Supervised learning (SL) is the machine learning task of learning a function that maps an input to an output based on example input-output pairs. In supervised learning, each example is a pair consisting of an input and a desired output value. A supervised learning algorithm analyzes the training data and produces an inferred function, which can be used for mapping new examples. An optimal scenario will allow for the algorithm to correctly determine the class labels for unseen instances. This requires the learning algorithm to generalize from the training data to unseen situations.

The most widely used learning algortithms are:

  - Support-vector machines
  - Linear regression
  - Logistic regression
  - Naive Bayes
  - Decision trees
  - K-nearest neighbor algorithm
  - Neural networks (Multilayer perceptron)
  
Supervised learning methods are used for problems like:
  - Classification; assigning a categorical laber to each observation
  - Regression; assigning a numeric value to each observation

### Unsupervised learning

Unsupervised learning (UL) is a type of machine learning in which the algorithm is not provided with any pre-assigned labels or scores for the training data. As a result, unsupervised learning algorithms must first self-discover any naturally occurring patterns in that training data set. Advantages of unsupervised learning include a minimal workload to prepare and audit the training set, in contrast to supervised learning techniques where a considerable amount of expert human labor is required to assign and verify the initial tags, and greater freedom to identify and exploit previously undetected patterns.

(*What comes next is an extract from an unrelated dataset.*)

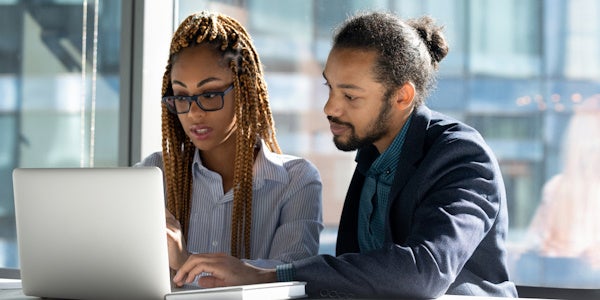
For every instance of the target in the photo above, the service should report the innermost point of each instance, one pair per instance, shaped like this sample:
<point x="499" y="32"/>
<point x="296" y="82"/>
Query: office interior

The most widely used learning algortithms are:

  - Hierarchical clustering
  - K-means
  - Mixture models

Supervised learning methods are used for problems like:
  - Clustering; find the optimal way to slit the data into distinct groups
  - Dimensionality reduction; project the data in a lower dimensional space

### Reinforcement learning
Reinforcement learning (RL) is an area of machine learning concerned with how intelligent agents ought to take actions in an environment in order to maximize the notion of cumulative reward. Reinforcement learning differs from supervised learning in not needing labelled input/output pairs be presented, and in not needing sub-optimal actions to be explicitly corrected. Instead the focus is on finding a balance between exploration (of uncharted territory) and exploitation (of current knowledge).

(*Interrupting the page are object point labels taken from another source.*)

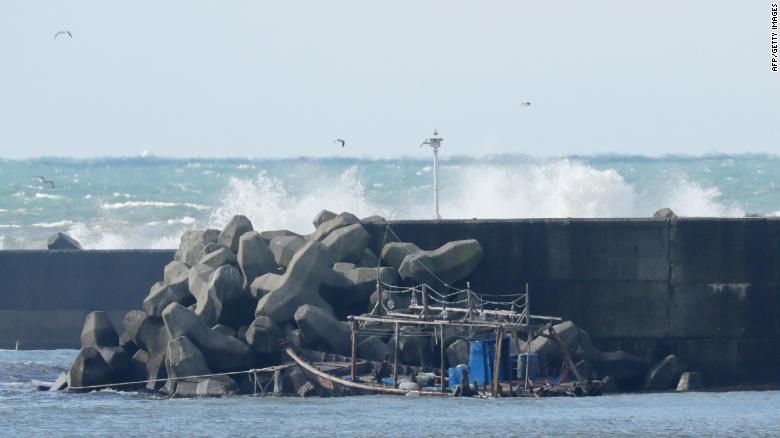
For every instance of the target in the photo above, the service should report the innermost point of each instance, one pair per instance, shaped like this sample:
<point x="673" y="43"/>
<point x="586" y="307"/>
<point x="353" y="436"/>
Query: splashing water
<point x="149" y="202"/>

# Data Preparation and Exploration

Data preparation is a critical step in any machine learning workflow. The quality and structure of your data directly affect the performance of your model. In this section, we will cover the essential steps for preparing your data for machine learning:

1. Loading datasets in Python.
2. Cleaning data by handling missing values and removing duplicates.
3. Performing Exploratory Data Analysis (EDA) to understand the data.
4. Feature engineering, including feature scaling and encoding categorical variables.

Let's get started with loading a dataset. In this section we will work with the [*heart disease*](https://archive.ics.uci.edu/dataset/45/heart+disease) dataset, where the goal is to predict the precense of heart disease (values >0) or not (0).

Let's explore our dataset!



## Loading datasets in Python

Some datasets can be more easily loaded, *without the need to downalod the data in our local machine.* For this example, our dataset is stored on the [UC Irvine ML Repository](https://archive.ics.uci.edu) and we can download the data like that!

In [2]:
from ucimlrepo import fetch_ucirepo

heart_disease = fetch_ucirepo(id=45)
dataset = heart_disease.data
dataset.features.head()

Unnamed: 0,age,sex,cp,trestbps,chol,fbs,restecg,thalach,exang,oldpeak,slope,ca,thal
0,63,1,1,145,233,1,2,150,0,2.3,3,0.0,6.0
1,67,1,4,160,286,0,2,108,1,1.5,2,3.0,3.0
2,67,1,4,120,229,0,2,129,1,2.6,2,2.0,7.0
3,37,1,3,130,250,0,0,187,0,3.5,3,0.0,3.0
4,41,0,2,130,204,0,2,172,0,1.4,1,0.0,3.0


The advantage of the second method is that our dataset is a more complex Python object with more metadata about the dataset!

In [3]:
heart_disease.metadata

{'uci_id': 45,
 'name': 'Heart Disease',
 'repository_url': 'https://archive.ics.uci.edu/dataset/45/heart+disease',
 'data_url': 'https://archive.ics.uci.edu/static/public/45/data.csv',
 'abstract': '4 databases: Cleveland, Hungary, Switzerland, and the VA Long Beach',
 'area': 'Health and Medicine',
 'tasks': ['Classification'],
 'characteristics': ['Multivariate'],
 'num_instances': 303,
 'num_features': 13,
 'feature_types': ['Categorical', 'Integer', 'Real'],
 'demographics': ['Age', 'Sex'],
 'target_col': ['num'],
 'index_col': None,
 'has_missing_values': 'yes',
 'missing_values_symbol': 'NaN',
 'year_of_dataset_creation': 1989,
 'last_updated': 'Fri Nov 03 2023',
 'dataset_doi': '10.24432/C52P4X',
 'creators': ['Andras Janosi',
  'William Steinbrunn',
  'Matthias Pfisterer',
  'Robert Detrano'],
 'intro_paper': {'title': 'International application of a new probability algorithm for the diagnosis of coronary artery disease.',
  'authors': 'R. Detrano, A. Jánosi, W. Steinbrunn, M.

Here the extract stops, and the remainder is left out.